# Moving a South Bend



## DavidR8 (Dec 11, 2019)

In anticipation of moving an SB 9A I discovered this handy guide. 



			http://bluechipmachineshop.com/bc_blog/wp-content/uploads/2011/04/How-To-Disassemble-a-South-Bend-Lathe-for-Moving.pdf
		



Sent from my iPhone using Tapatalk


----------



## SLK001 (Dec 11, 2019)

I've moved SB 9" all by myself with no problem.  If you use any lifting straps/device to move it, only loop around the webs inside the bed.  NEVER allow a loop to even TOUCH the leadscrew, carriage, QCGB or headstock.  When lifting, your strap should be as close to the headstock as possible (there is a web there).  Use the carriage position to balance the lift.

Just remember that 98% of the weight is cast iron.  If stress is put on CI, it will break, not bend.  

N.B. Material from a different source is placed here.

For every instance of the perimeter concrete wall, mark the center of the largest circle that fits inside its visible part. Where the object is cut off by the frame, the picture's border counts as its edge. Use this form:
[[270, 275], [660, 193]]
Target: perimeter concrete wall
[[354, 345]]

Remove as much as you can before you move, such as tailstock, gear cover and most gears.  If you find it still too heavy, you can even remove the headstock, too.


----------



## Tim9 (Dec 17, 2019)

I’ve moved a few South Bends by myself. Very, very easy to strip down to lighter pieces. The models with Quick Change Gear Boxes a little bit harder because the lead screw and gears going into QCGB tend to be stuck on shaft after a while of use. Like usually 20 to 30 years. But...still easy as long as you are careful.


----------



## Aaron_W (Dec 17, 2019)

Mr Pete has a couple of videos documenting his disassembly and reassembly of a 10" Logan lathe for a move into his basement. Different brand and a little larger but the same basic principles. I found it quite useful when I got my 10x24 Powermatic all 950lbs of it. I had help loading it, but unloaded and got it into my basement mostly by myself. I removed everything but the headstock. Even pulled the spindle and gears.

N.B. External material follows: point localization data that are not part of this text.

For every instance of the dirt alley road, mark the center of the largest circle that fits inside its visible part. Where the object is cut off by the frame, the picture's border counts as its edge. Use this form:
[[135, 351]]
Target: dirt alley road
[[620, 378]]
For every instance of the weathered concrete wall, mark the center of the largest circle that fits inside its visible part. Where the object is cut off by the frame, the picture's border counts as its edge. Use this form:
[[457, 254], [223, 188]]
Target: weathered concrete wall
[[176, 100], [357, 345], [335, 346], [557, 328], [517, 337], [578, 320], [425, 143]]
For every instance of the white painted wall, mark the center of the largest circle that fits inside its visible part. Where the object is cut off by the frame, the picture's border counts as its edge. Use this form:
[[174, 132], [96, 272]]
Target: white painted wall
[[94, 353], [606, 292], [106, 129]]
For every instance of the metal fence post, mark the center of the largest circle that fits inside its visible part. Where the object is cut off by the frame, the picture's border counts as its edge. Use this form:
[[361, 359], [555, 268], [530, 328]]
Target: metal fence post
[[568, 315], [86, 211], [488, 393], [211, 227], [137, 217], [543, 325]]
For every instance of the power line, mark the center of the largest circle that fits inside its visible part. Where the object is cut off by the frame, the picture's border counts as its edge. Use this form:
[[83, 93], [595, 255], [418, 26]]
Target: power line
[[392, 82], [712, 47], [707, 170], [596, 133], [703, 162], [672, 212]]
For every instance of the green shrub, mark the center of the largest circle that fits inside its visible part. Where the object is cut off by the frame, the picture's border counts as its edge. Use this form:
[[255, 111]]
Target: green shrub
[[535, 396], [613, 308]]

An engine hoist and study cart are your friends.












Make sure you document and organize your parts during disassembly. Of course we all expect it will just take a day or two, in my case the lathe sat in pieces for 2-3 months before I finally got it moved in and reassembled. It could have been a lot of fun trying to figure it out if I hadn't kept things together and took some before photos.


----------